2 First Goal: Complete the Stringset Class
Behind the scenes, the Stringset class is to be implemented using a hash table that uses chaining to resolve collisions. A Stringset maintains an array, table, of pointers to linked lists, so table[h] points to the beginning element of a linked list representing all strings hashing to value h.
If you look at the Stringset class, there are several functions already filled in but a few that are not. You will need to write code everywhere you find a “TBD” comment, in order to complete the implementation of the hash table. Note that a simple hash function is provided for you. Also note that the print function no longer prints elements in sorted order, since a hash table cannot easily maintain elements in sorted order. Accordingly, the linked lists in your hash table do not need to be kept in sorted order, as opposed to lab #1.
2.1 Testing
To test your Stringset class, compile it with main.cpp:
g++ -o main main.cpp stringset.cpp
You can then execute your code by running:
./main
As before, you can now enter commands like “insert word”, “remove word”, “find word”, “print”, and “quit”. The testing interface should work just as in the previous lab.
2.2 Memory Issues
The Stringset keeps track of the size of its allocated table, as well as the number of elements stored in the table. As the number of elements increases, the performance of the find operation will degrade, since the average length of a linked list will grow large. To maintain good performance, it will therefore be necessary to expand the size of the hash table when it gets too full, defined here as when the number of elements stored in the hash table equals the size of the hash table.

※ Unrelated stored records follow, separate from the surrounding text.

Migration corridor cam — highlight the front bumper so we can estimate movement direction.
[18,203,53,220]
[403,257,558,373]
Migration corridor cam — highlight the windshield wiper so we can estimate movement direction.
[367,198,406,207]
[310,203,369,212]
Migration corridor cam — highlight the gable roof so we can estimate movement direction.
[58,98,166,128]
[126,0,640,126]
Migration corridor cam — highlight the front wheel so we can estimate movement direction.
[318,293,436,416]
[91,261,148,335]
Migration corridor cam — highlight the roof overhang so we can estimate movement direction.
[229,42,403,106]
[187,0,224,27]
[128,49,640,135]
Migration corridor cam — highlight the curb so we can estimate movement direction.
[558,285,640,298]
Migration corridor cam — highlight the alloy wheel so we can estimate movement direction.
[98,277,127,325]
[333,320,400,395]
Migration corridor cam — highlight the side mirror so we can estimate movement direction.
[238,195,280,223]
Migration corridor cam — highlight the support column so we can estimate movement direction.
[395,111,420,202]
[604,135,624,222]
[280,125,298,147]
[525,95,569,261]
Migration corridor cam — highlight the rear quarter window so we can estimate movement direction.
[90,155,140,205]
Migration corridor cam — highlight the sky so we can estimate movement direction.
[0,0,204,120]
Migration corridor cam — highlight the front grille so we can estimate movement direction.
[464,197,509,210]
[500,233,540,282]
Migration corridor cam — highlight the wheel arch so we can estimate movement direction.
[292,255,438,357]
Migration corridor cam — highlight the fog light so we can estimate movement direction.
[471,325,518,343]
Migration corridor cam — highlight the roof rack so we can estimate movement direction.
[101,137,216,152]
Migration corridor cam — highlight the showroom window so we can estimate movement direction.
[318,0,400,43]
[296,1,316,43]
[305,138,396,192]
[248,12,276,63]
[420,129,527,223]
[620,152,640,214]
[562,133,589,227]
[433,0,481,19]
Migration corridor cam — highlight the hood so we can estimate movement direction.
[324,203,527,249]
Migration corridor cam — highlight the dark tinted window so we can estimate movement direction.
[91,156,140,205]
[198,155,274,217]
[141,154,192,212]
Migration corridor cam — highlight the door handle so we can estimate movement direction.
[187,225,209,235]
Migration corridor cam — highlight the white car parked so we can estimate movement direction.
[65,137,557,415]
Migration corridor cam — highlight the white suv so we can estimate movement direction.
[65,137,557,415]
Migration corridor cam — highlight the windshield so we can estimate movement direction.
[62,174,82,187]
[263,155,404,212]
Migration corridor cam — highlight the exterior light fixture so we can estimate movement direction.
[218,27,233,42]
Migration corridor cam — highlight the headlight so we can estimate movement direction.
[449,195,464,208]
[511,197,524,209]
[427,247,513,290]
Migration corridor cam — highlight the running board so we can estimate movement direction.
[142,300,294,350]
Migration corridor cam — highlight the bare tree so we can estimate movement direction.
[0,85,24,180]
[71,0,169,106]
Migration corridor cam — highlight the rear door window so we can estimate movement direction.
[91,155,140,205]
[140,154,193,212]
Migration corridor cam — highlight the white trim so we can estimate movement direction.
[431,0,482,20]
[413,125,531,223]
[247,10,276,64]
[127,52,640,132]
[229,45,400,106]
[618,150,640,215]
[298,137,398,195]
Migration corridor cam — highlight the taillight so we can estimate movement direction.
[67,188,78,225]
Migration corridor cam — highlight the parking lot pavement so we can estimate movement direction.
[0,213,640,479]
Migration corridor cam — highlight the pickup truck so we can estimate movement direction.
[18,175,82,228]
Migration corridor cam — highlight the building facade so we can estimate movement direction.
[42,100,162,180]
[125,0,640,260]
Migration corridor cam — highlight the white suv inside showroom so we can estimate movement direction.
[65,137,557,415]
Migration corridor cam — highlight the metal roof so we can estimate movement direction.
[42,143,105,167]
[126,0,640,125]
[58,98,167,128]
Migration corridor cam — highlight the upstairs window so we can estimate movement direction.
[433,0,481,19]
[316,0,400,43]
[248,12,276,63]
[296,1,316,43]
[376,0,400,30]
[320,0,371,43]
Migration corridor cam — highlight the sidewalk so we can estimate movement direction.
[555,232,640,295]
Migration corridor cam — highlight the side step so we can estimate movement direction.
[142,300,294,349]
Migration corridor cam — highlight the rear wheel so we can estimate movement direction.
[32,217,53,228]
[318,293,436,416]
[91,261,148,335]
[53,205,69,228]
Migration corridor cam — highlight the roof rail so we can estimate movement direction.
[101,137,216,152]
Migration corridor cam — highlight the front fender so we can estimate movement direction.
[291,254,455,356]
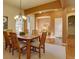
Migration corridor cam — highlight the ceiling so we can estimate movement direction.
[3,0,75,9]
[3,0,56,9]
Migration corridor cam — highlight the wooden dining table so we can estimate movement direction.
[17,35,40,59]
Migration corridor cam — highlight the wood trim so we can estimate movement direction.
[24,1,61,15]
[24,20,27,32]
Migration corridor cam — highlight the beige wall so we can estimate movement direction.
[3,3,23,32]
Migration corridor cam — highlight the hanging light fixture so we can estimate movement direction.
[14,0,26,20]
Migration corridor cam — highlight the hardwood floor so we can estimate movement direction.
[46,35,75,59]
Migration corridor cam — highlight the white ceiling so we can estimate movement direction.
[3,0,56,9]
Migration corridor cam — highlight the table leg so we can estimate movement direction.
[26,40,31,59]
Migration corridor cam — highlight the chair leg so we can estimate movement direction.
[43,45,45,53]
[12,48,14,55]
[19,51,21,59]
[39,48,41,58]
[5,44,7,50]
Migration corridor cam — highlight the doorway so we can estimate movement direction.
[67,15,75,47]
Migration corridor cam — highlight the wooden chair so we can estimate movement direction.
[10,32,26,59]
[3,31,12,52]
[32,30,38,35]
[32,32,47,58]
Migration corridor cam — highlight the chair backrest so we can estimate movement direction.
[10,32,20,48]
[32,30,38,35]
[40,32,47,45]
[3,31,10,44]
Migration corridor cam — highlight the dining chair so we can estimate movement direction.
[10,32,26,59]
[31,32,47,58]
[3,31,12,52]
[32,30,38,35]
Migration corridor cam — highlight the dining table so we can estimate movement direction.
[17,35,40,59]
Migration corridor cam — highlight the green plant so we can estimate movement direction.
[20,32,25,35]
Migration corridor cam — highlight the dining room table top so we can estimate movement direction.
[17,35,40,40]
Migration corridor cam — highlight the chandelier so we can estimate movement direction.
[14,0,26,20]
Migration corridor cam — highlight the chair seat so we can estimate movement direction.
[31,40,40,47]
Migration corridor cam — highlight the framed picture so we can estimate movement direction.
[3,16,8,29]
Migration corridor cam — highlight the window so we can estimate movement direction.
[16,17,24,34]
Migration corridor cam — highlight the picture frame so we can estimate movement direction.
[3,16,8,29]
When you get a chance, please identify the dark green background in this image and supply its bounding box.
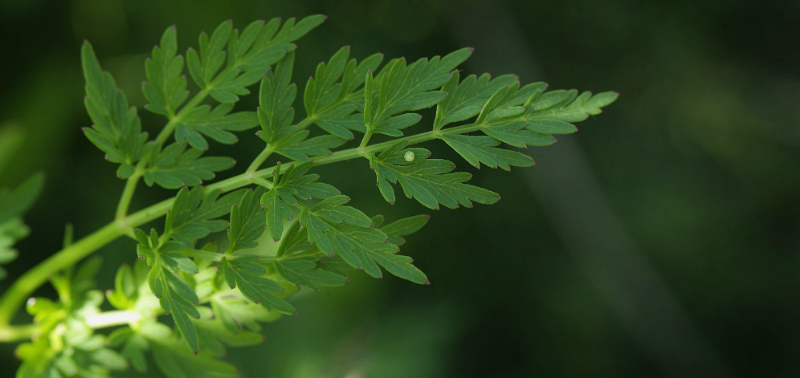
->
[0,0,800,378]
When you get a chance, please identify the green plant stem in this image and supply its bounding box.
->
[115,88,208,223]
[0,119,483,341]
[0,310,142,343]
[245,144,274,173]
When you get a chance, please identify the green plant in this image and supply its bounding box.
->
[0,16,617,377]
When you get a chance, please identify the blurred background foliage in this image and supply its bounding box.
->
[0,0,800,378]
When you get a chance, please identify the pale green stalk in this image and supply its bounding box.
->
[0,122,483,342]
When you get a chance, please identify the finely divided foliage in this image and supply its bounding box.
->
[0,16,617,377]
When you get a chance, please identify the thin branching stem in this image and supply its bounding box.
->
[0,118,484,336]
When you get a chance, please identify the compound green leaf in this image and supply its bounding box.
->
[370,141,500,209]
[81,42,149,168]
[381,214,431,245]
[187,15,325,102]
[137,322,238,378]
[164,187,242,247]
[175,104,258,150]
[303,46,383,140]
[275,130,345,161]
[274,258,347,290]
[258,53,297,143]
[147,255,200,352]
[142,25,189,118]
[433,71,517,130]
[144,143,236,189]
[439,134,533,171]
[364,48,472,132]
[228,187,266,252]
[221,256,295,314]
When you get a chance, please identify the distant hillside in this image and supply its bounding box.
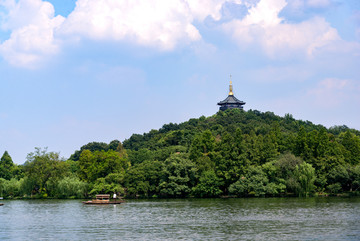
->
[0,109,360,198]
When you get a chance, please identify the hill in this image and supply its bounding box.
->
[0,109,360,197]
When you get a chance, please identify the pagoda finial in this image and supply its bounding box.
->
[229,75,234,95]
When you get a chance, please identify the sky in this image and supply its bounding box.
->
[0,0,360,164]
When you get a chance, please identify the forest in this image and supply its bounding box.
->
[0,109,360,198]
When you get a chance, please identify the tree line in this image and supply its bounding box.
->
[0,109,360,198]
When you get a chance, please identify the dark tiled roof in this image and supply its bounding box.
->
[218,95,245,105]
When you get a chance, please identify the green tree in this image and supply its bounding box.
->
[160,154,197,197]
[294,162,316,197]
[56,175,88,198]
[79,150,130,182]
[193,170,223,197]
[0,151,15,180]
[24,148,67,197]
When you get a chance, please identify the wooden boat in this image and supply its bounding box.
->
[83,194,125,205]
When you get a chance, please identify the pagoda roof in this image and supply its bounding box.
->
[218,95,245,105]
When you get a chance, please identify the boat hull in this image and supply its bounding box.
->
[83,201,125,205]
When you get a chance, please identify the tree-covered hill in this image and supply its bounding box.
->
[0,109,360,200]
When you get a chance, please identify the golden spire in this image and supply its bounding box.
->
[229,75,234,95]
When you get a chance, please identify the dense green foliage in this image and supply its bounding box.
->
[0,109,360,198]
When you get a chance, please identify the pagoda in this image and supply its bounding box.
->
[218,77,245,110]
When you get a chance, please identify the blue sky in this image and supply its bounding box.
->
[0,0,360,164]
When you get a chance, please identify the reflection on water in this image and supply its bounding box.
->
[0,198,360,240]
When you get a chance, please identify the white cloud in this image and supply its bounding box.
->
[307,78,360,108]
[0,0,64,68]
[306,0,331,8]
[63,0,205,50]
[223,0,359,58]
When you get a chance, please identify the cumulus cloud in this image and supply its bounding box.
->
[307,78,360,108]
[223,0,358,58]
[62,0,204,50]
[0,0,64,68]
[0,0,360,67]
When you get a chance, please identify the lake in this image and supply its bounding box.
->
[0,197,360,240]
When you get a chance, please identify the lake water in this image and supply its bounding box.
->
[0,198,360,240]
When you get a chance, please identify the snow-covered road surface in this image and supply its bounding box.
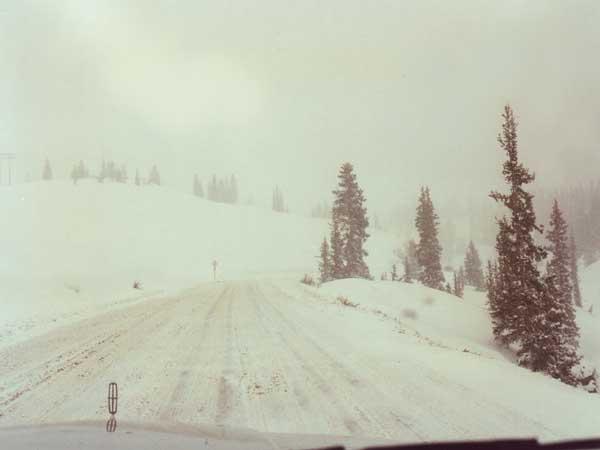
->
[0,280,600,442]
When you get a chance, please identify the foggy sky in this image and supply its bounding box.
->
[0,0,600,212]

The initial size of the hash table is currently set to 4 in the constructor. In the insert function, you will find an “if” statement:
if (num elems == size) {
... }
which is where you need to add the code for expanding the hash table. This code should allocate a new table of twice the size, re-insert all strings currently in the table into the new table, and then de-allocate the old table. To help with debugging, we recommend you leave this “if” statement untouched until you have all the other hash table functions working properly; note that the hash table will still work fine without this table expansion code, although the more elements you add, the slower it will get, since the average length of a linked list will grow larger and larger.
3 Second Goal: A Spelling Checker
In main.cpp, you will find two functions that main() can call. Currently, the function test() is called, and the function spellcheck() is commented out. The test() function provides you with the command-line testing code for using commands like “insert word” and “find word”. Once you are confident that your hash table is working, comment out the call to test() and uncomment the call to spellcheck().

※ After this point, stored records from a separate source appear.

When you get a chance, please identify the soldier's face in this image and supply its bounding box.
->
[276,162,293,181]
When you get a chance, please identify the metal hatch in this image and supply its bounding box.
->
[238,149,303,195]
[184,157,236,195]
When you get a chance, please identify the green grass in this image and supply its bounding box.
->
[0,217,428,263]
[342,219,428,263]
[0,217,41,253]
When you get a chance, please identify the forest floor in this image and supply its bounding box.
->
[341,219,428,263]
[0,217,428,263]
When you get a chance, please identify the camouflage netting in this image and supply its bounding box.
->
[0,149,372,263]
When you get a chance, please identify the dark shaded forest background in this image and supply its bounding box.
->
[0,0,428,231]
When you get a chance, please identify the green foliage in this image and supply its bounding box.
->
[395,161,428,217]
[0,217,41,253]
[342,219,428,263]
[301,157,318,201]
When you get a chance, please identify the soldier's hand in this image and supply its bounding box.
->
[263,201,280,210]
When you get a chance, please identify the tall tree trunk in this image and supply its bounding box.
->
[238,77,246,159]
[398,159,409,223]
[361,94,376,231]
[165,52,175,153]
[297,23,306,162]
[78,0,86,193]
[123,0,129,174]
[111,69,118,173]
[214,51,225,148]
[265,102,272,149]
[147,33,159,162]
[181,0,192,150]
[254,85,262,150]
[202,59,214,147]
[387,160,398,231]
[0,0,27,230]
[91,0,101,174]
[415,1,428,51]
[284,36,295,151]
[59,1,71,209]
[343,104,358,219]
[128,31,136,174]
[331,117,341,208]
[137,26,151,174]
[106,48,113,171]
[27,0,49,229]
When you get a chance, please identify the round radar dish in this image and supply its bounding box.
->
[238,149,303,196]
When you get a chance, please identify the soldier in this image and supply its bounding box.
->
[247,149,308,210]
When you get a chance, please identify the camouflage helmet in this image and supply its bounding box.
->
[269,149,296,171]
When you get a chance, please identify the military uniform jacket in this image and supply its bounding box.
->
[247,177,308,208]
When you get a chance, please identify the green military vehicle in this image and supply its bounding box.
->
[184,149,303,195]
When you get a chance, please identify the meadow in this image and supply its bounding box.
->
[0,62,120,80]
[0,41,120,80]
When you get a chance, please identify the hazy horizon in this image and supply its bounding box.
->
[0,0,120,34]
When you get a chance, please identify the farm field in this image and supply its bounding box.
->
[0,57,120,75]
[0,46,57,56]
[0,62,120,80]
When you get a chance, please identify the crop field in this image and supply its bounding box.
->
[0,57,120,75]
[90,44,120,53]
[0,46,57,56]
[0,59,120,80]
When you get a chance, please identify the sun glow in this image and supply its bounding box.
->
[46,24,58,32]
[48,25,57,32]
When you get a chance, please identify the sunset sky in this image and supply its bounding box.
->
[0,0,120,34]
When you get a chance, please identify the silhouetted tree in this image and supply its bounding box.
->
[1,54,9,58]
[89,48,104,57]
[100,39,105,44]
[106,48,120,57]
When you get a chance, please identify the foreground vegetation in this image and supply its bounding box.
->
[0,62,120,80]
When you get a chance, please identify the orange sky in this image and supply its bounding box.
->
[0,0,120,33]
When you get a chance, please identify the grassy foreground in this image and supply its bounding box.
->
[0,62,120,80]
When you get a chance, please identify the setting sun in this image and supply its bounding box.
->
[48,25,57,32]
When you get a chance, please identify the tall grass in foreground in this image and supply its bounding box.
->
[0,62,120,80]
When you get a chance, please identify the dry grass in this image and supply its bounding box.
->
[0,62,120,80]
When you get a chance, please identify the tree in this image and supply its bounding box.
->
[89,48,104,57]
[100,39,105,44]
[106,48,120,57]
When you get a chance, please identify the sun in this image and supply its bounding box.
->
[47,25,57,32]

The spellcheck() function reads in the words in the file words.txt – approximately 50,000 of them – and inserts them all into your hash table (this will be a good test of how efficiently your insert function runs!). It then prompts you to type in one word at a time. For each word, it should suggest alternative words in the dictionary that differ by a change of exactly one character. For example:
Possible alternatives for word ’pointer’:
painter printer pointed
If you type a word of length L, then there are exactly 25L alternative misspellings to check, since there are 25 ways to replace each character with alternatives. For each of these possible alternatives, you should use a call to find to check if it is present as a word in the dictionary.

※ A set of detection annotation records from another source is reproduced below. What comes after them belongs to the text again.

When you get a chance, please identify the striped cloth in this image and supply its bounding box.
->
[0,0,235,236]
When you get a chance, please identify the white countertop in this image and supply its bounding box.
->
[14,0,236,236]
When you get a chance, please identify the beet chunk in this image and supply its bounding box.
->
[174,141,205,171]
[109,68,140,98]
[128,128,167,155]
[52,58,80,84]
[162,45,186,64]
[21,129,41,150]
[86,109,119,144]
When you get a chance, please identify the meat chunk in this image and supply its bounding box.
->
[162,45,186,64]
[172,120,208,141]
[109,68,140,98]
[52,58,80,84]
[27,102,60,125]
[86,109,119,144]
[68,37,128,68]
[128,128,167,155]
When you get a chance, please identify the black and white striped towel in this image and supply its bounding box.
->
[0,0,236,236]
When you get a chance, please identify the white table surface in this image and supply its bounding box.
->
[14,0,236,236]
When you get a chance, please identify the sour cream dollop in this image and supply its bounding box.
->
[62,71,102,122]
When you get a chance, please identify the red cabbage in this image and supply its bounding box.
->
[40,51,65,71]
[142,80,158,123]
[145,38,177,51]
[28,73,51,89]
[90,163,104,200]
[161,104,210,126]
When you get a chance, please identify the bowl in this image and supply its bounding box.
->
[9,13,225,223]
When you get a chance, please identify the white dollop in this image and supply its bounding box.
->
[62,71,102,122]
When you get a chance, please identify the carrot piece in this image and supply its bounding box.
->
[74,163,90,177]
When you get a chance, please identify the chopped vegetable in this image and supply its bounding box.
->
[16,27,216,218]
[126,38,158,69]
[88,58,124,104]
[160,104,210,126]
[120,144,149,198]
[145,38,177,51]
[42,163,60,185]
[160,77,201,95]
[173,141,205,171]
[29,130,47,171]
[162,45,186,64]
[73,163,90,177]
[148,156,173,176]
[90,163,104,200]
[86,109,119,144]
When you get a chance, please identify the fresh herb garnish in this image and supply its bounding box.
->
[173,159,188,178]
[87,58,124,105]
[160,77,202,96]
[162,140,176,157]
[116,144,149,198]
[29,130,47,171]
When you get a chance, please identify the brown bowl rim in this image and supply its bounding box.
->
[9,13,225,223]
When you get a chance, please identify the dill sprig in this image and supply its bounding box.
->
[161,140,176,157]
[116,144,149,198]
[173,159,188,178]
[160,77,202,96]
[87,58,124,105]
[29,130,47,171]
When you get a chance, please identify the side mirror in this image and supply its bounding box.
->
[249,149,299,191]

If you have never used C++ strings before, they work much like strings in C with which you are probably more familiar: you can refer to the ith character in a string s by writing s[i], and you can find the length of a string s by writing s.length(). Two strings can be compared for equality using the == operator.
4 Dining Preferences
An upcoming class demo will make use of data collected from everyone in the class in terms of their favorite restaurants in town. The file dining-prefs.txt contains a number of lines like
each describing a local restaurant that you like. Please modify this file so that it lists a small number (say, 3 to 5) of your favorite local restaurants, one per line, exactly in the format above.